Presentation Discussion

  • Icon for: Timothy Waring

    Timothy Waring

    Faculty
    May 22, 2013 | 09:12 p.m.

    Very interesting. I work with sequence alignment in cultural data, and when I get research funding for furthering this research, I will look up your software and try to put it to use. Is it lexicon agnostic, or does it assume amino acids? I assume it does. Best, Tim

  • Icon for: Dan DeBlasio

    Dan DeBlasio

    Presenter
    May 22, 2013 | 09:18 p.m.

    Hey Tim,
    I actually just had this conversation with someone I work with. Facet itself is amino acid only, but the concept could defiantly be used to help guide alignments of other things. You would have to come up with some measures of something you’re looking for in these alignments. Like maybe you want some secondary label of these data to align or certain replacements to be preferred. I would be more than happy to discuss this in detail sometime if you would like, dont hesitate to shoot me an email.

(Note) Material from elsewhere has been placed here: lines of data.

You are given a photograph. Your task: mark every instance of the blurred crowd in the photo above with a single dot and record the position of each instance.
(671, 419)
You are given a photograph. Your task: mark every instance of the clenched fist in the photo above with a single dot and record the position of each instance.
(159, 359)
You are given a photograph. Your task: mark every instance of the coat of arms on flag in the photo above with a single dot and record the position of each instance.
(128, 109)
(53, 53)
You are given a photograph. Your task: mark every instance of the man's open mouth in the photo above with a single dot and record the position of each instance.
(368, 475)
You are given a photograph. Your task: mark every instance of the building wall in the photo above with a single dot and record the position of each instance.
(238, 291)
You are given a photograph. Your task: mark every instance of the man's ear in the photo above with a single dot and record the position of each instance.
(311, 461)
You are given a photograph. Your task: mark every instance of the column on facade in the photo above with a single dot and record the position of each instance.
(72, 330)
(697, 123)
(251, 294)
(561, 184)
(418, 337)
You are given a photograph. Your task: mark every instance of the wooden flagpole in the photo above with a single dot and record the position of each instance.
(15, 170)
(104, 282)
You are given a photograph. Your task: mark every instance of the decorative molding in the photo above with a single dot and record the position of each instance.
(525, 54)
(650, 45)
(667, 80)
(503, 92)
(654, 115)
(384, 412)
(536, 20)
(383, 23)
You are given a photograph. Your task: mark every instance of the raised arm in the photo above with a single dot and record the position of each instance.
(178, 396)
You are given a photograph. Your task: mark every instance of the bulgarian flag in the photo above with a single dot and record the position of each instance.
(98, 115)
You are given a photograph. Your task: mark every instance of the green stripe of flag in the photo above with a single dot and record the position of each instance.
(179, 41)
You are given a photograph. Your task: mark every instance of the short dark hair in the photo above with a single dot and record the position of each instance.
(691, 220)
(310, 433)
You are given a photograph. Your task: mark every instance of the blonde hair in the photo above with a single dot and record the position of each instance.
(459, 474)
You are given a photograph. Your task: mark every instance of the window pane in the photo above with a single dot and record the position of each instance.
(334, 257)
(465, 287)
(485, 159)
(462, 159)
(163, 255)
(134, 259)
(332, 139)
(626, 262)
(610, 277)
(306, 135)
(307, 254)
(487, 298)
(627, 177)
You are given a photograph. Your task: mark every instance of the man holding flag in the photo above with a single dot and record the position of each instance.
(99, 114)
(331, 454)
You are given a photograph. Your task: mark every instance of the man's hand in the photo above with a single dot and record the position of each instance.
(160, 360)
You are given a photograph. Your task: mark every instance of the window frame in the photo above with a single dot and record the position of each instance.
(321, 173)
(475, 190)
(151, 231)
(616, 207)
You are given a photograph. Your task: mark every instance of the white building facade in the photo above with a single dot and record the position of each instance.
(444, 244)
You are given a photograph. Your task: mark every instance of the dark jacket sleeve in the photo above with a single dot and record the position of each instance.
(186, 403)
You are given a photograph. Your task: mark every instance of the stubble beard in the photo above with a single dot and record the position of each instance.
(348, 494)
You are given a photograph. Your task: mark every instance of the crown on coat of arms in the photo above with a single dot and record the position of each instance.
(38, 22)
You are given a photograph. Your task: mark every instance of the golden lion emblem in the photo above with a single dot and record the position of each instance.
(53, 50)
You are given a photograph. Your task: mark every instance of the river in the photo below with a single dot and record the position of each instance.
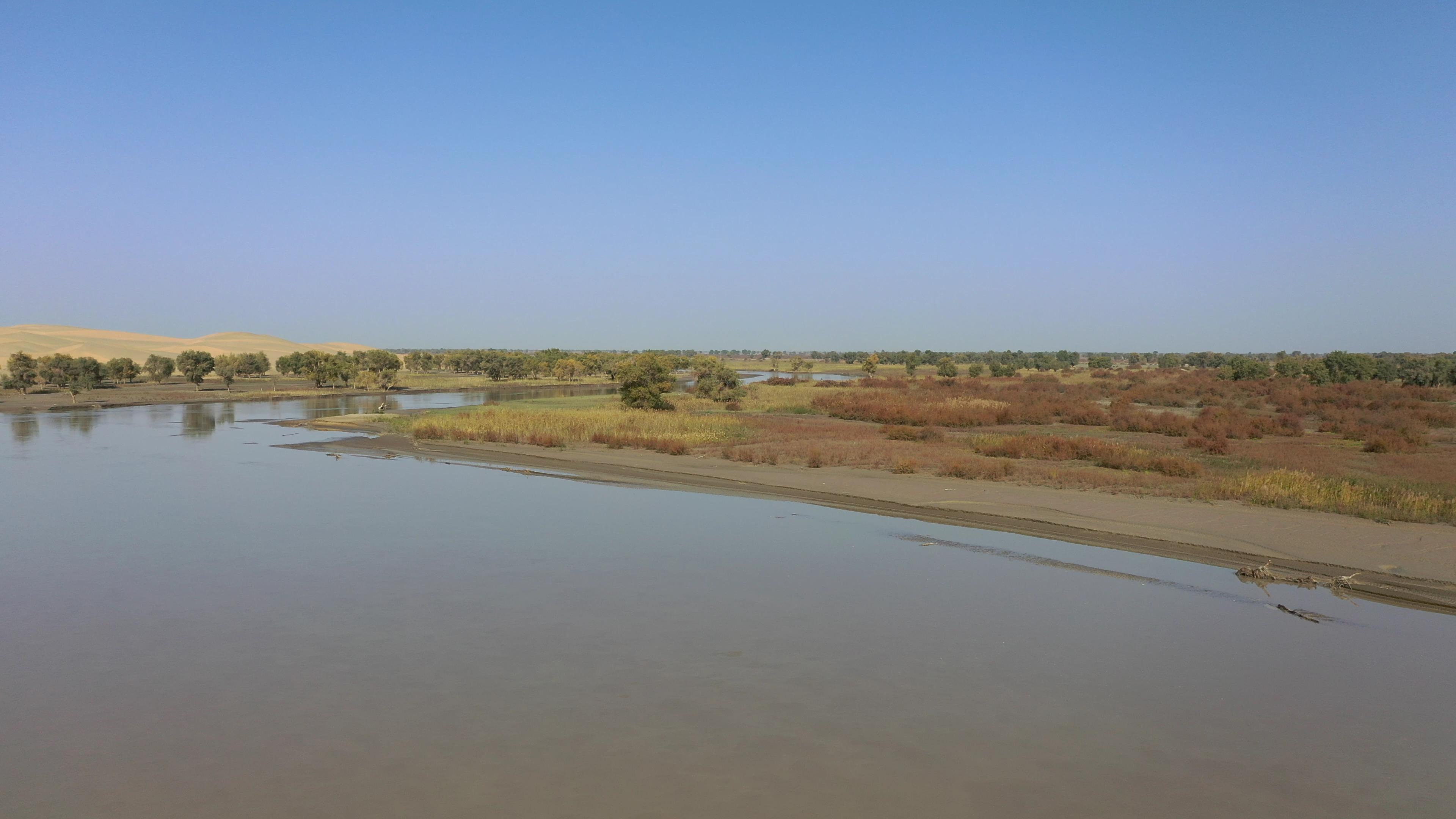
(197, 623)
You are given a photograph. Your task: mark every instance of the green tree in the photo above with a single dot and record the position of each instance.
(1289, 368)
(194, 365)
(159, 368)
(123, 369)
(1350, 366)
(56, 369)
(646, 378)
(565, 369)
(289, 365)
(314, 365)
(346, 368)
(228, 369)
(715, 381)
(947, 369)
(254, 365)
(1244, 368)
(24, 371)
(420, 362)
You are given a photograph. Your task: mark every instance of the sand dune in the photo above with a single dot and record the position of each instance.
(44, 340)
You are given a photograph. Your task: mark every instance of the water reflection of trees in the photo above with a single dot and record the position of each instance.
(24, 428)
(199, 420)
(82, 422)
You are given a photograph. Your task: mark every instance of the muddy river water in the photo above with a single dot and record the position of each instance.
(196, 623)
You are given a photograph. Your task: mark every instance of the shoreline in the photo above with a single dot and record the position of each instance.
(206, 397)
(1410, 565)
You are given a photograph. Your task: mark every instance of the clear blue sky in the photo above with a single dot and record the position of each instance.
(1030, 176)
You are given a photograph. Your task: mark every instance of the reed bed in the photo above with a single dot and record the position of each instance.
(613, 426)
(1292, 489)
(1107, 454)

  • Further posting is closed as the competition has ended.

Icon for: Dan DeBlasio

DAN DEBLASIO

University of Arizona
Years in Grad School: 3

Improving the Quality of Protein Sequence Alignments by Estimating their Accuracy

New technical advances in next-generation sequencing have provided biologists with massive amounts of DNA and protein data. A non-trivial step in the analysis of such data is aligning similar sequences for comparative studies. Each alignment tool offers different strengths and weaknesses. Aligners often have many user-specified parameters that can greatly affect the accuracy of the computed alignment, and users often rely on the default parameter setting. Researchers are forced to either use this default setting, or spend considerable time finding a suitable alternative. For a set of input sequences to align, our tool Facet (feature-based accuracy estimator) selects a good aligner and a good parameter setting. Facet does this by combining alignment features into an accuracy estimator. These independent features are informed by our knowledge of how proteins evolve and fold. Using Facet to choose a parameter setting improves alignment accuracy by up to 27% over the best default setting.